The time/cost trade-off problem is a well-known project scheduling problem that has been extensively studied. In recent years, many researchers have begun to focus on project scheduling problems under uncertainty to cope with uncertain factors, such as resource idleness, high inventory, and missing deadlines. To reduce the disturbance from uncertain factors, the aim of robust scheduling is to generate schedules with time buffers or resource buffers, which are capped by project makespan and project cost. This paper addresses a time-cost-robustness trade-off project scheduling problem with multiple activity execution modes under uncertainty. A multiobjective optimization model with three objectives (makespan minimization, cost minimization, and robustness maximization) is constructed and three propositions are proposed. An epsilon-constraint method-based genetic algorithm along with three improvement measures is designed to solve this NP-hard problem and to develop Pareto schedule sets, and a large-scale computational experiment on a randomly generated dataset is performed to validate the effectiveness of the proposed algorithm and the improvement measures.
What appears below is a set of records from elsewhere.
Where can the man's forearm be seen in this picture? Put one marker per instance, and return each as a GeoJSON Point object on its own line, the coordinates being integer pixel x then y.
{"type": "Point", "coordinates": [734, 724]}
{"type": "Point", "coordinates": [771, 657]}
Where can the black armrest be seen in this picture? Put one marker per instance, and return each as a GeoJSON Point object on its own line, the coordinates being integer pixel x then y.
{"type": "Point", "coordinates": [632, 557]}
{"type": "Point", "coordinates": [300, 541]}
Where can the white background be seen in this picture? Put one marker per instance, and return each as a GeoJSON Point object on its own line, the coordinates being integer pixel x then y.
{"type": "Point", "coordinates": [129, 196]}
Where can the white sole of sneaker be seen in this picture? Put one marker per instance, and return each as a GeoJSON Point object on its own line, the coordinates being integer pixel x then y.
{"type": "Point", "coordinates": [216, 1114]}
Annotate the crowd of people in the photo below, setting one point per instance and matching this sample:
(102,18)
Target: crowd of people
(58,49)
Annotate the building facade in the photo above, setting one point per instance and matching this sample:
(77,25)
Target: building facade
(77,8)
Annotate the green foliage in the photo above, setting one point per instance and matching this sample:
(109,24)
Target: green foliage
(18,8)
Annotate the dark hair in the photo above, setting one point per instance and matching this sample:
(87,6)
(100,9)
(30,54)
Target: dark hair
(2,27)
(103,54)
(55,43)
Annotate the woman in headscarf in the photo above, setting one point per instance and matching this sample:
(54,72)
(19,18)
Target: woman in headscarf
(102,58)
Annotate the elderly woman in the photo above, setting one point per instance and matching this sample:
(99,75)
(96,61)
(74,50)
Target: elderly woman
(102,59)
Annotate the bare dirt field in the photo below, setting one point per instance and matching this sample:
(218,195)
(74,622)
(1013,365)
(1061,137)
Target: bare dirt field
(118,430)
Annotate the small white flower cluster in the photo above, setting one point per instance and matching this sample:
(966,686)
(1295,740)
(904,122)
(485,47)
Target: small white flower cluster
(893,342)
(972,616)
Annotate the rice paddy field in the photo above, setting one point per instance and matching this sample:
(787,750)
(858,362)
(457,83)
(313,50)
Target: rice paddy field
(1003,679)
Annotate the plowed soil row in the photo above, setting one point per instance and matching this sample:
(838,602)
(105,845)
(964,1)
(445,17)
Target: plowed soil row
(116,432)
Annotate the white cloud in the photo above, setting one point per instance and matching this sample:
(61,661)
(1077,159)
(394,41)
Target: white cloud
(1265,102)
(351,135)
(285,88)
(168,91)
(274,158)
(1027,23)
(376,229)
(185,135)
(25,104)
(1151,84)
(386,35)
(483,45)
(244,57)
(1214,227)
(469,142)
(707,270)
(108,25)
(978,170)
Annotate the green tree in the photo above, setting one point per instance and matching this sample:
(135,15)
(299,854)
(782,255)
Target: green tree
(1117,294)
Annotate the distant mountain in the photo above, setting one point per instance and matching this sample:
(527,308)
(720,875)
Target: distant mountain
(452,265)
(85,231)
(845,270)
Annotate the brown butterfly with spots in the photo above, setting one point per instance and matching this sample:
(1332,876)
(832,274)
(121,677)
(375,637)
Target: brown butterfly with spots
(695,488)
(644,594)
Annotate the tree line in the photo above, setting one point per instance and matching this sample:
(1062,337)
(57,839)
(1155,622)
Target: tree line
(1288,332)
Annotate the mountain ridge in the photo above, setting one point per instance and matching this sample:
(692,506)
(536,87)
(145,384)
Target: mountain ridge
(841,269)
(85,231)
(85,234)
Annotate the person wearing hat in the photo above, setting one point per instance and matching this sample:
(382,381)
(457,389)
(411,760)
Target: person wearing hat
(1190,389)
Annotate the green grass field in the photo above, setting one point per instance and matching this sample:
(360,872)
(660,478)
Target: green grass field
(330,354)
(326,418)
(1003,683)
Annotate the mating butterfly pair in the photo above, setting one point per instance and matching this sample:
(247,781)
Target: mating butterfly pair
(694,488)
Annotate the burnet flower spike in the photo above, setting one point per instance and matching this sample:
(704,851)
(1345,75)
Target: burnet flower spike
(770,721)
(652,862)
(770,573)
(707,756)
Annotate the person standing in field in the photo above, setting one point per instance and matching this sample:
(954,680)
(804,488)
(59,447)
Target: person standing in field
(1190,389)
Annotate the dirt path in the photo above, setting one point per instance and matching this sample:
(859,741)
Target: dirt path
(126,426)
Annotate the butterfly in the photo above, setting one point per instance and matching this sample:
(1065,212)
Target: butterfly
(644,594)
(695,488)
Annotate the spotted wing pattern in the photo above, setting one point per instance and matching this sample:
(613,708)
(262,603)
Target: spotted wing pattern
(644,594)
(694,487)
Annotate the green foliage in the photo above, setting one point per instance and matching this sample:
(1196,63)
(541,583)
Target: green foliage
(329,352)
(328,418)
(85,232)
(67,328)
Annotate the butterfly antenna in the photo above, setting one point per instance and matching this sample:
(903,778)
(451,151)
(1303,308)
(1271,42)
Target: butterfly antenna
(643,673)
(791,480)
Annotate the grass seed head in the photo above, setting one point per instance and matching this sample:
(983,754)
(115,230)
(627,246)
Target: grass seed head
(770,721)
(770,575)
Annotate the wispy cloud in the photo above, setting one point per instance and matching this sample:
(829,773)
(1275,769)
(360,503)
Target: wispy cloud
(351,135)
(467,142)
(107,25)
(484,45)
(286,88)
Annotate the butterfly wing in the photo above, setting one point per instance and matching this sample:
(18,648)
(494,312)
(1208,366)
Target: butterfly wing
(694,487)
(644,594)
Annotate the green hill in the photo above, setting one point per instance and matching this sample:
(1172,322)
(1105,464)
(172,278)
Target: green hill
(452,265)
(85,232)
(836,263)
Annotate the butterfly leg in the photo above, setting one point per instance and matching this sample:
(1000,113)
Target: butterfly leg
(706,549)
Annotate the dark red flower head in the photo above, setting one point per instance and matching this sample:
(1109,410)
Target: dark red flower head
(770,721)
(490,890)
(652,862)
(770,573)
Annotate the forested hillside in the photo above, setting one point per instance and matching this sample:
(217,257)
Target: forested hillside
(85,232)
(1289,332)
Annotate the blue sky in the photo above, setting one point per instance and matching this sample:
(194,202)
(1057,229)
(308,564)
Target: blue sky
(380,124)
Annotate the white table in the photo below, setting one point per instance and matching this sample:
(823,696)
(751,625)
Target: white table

The final sensitivity analysis of three key parameters shows their distinctive influences on the three objectives, according to which several suggestions are given to project managers on the effective measures to improve the three objectives.

Suggested Citation

  • Xue Li & Zhengwen He & Nengmin Wang & Mario Vanhoucke, 2022. "Multimode time-cost-robustness trade-off project scheduling problem under uncertainty," Journal of Combinatorial Optimization, Springer, vol. 43(5), pages 1173-1202, July.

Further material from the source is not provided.